If you treat URLs like nouns then HTTP methods are the verbs that tell the server what drama to perform. Learn them and your APIs will behave. Ignore them and you will get vague bugs that only appear at 3 a m while everyone sleeps and blames caching.
Quick reference to common HTTP methods
Below are the usual suspects. Short, factual, and mildly opinionated.
- GET Retrieves a resource without changing server state. Good for fetching lists and single items.
- POST Creates a new resource or performs an action with side effects. Use this when data is being added.

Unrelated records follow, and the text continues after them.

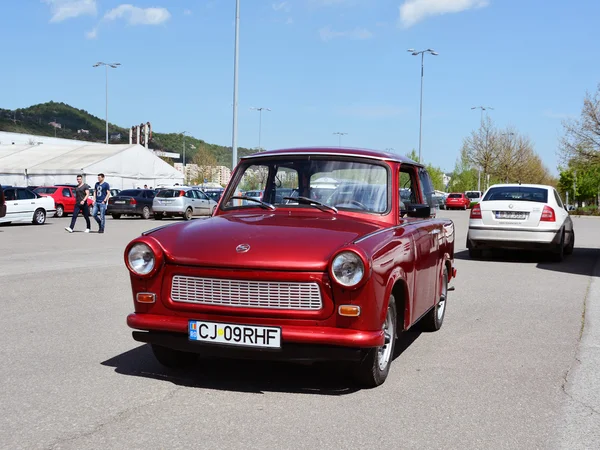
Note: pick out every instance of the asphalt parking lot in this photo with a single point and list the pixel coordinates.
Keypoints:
(507, 369)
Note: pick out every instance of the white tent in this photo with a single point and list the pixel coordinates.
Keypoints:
(125, 166)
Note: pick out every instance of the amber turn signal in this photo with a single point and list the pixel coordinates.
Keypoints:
(145, 297)
(349, 310)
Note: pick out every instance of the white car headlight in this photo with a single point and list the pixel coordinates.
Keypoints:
(348, 269)
(141, 258)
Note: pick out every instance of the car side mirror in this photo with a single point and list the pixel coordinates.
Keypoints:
(419, 211)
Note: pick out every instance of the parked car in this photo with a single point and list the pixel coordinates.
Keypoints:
(474, 197)
(457, 200)
(305, 280)
(515, 216)
(24, 205)
(2, 203)
(131, 202)
(64, 198)
(184, 202)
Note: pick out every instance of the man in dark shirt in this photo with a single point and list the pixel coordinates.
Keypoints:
(101, 196)
(82, 192)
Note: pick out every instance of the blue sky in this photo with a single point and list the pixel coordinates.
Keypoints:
(321, 66)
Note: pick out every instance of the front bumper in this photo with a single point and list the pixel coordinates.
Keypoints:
(290, 334)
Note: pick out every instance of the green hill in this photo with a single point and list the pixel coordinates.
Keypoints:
(35, 120)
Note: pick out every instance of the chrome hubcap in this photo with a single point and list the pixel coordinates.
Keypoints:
(385, 351)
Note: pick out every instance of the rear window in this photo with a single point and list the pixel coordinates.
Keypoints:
(130, 193)
(517, 193)
(168, 193)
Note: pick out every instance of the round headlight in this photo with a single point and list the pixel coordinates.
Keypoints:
(348, 269)
(141, 258)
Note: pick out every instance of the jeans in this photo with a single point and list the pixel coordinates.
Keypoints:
(100, 207)
(85, 209)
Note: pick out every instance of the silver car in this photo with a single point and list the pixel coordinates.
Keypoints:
(183, 202)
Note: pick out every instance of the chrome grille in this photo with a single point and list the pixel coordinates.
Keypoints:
(246, 294)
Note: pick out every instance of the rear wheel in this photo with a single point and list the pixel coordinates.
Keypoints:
(435, 317)
(39, 217)
(173, 358)
(373, 370)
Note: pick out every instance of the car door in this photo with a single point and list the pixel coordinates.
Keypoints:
(204, 203)
(68, 195)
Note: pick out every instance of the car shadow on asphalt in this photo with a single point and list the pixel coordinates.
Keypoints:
(249, 376)
(581, 262)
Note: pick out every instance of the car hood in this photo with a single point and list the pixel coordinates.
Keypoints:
(277, 241)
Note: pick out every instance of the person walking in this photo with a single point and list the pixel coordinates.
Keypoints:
(82, 193)
(101, 196)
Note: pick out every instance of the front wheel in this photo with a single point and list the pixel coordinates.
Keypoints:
(435, 317)
(39, 217)
(373, 370)
(173, 359)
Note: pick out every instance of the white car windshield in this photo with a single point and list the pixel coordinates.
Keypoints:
(318, 181)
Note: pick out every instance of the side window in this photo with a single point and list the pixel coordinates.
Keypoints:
(409, 191)
(558, 200)
(24, 194)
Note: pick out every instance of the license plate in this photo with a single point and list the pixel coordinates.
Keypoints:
(510, 215)
(234, 334)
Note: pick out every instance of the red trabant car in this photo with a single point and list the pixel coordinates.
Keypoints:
(64, 198)
(457, 200)
(297, 278)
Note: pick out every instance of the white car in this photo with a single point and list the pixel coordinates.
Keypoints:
(521, 216)
(24, 205)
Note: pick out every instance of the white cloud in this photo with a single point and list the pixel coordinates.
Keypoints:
(70, 9)
(282, 6)
(413, 11)
(139, 16)
(92, 34)
(358, 33)
(372, 111)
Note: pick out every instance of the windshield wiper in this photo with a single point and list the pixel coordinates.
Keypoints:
(315, 203)
(264, 205)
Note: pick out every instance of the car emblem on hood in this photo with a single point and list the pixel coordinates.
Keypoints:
(242, 248)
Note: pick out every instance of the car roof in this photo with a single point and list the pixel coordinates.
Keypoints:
(335, 151)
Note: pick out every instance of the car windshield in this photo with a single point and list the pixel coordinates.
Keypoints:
(517, 193)
(344, 184)
(129, 193)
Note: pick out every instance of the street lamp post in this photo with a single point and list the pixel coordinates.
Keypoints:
(340, 134)
(113, 66)
(422, 53)
(235, 84)
(260, 110)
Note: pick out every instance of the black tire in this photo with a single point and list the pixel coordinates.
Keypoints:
(433, 320)
(39, 217)
(558, 254)
(571, 245)
(173, 359)
(372, 371)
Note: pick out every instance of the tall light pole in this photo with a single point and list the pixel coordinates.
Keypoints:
(422, 53)
(260, 110)
(112, 66)
(340, 134)
(483, 108)
(235, 83)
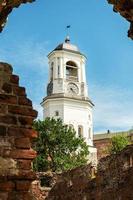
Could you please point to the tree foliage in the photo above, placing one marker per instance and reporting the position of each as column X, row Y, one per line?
column 57, row 146
column 118, row 143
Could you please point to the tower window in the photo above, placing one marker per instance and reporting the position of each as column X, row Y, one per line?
column 56, row 113
column 80, row 131
column 71, row 126
column 51, row 71
column 71, row 71
column 58, row 70
column 89, row 133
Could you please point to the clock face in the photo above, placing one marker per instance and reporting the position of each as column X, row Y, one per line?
column 49, row 88
column 72, row 88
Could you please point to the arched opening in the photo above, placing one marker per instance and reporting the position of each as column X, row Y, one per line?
column 51, row 71
column 71, row 126
column 89, row 133
column 80, row 131
column 71, row 71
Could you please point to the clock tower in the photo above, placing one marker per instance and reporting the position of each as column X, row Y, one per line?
column 67, row 92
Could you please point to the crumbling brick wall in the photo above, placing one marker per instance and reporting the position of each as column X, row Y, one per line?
column 16, row 154
column 113, row 181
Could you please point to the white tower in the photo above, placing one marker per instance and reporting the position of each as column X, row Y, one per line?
column 67, row 91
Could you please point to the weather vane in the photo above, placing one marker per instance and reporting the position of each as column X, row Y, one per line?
column 67, row 29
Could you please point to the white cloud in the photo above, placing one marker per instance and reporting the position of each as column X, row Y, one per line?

- PUT Replaces a resource or creates it if it does not exist. Think of this as full replacement.
- PATCH Applies a partial update to a resource. Use this when you only change a few fields.
- DELETE Removes a resource. Yes it actually deletes things, so be kind to your database.
- HEAD Same as GET but without the response body. Useful for metadata checks and link health tests.
- OPTIONS Asks the server which methods are allowed on a URL. Often involved in CORS choreography.
- TRACE Echoes back the request for diagnostics. Mostly disabled because surprises are rarely fun in security.
Examples you can copy and paste into your brain
GET /users // fetch users
POST /users // create a new user
PUT /users/123 // replace user 123
PATCH /users/123 // update some fields for user 123
DELETE /users/123 // remove user 123
HEAD /users/123 // fetch headers for user 123 without body
OPTIONS /users // check allowed methods
Safe methods and idempotence explained without magic words
Some verbs are polite and do not change anything. These are called safe methods. GET and HEAD are safe. You can repeat them all day and your database will not file a complaint.
Idempotence means repeating the same request leaves the server in the same state as doing it once. PUT and DELETE are idempotent in the usual sense. POST usually is not idempotent. PATCH depends on the patch design so do not assume safety without thinking.
Status codes and the verbs that get along with them
Methods and status codes should be friends. When a POST successfully creates something return 201 and include a Location header or the resource in the body. When an action succeeds and there is nothing useful to return use 204 to avoid wasting bytes and everyone s time.
Practical rules to avoid angry emails
- If a request creates a resource use POST.
- If a request fully replaces a resource use PUT.
- If a request tweaks a few fields use PATCH.
- If a request just reads data use GET or HEAD.
- Prefer semantic verbs over transport level tricks. That is, use the right HTTP method instead of hiding semantics in query strings or headers.
Tip think about two things before you pick a verb. Does the request change server state and will repeating the request cause extra effects. Answering those two questions will save hours of debugging and a modest amount of workplace drama.
Pick the right verb and your clients, caches, and human teammates will thank you. Pick the wrong verb and you will remember this article fondly when you are on call at midnight.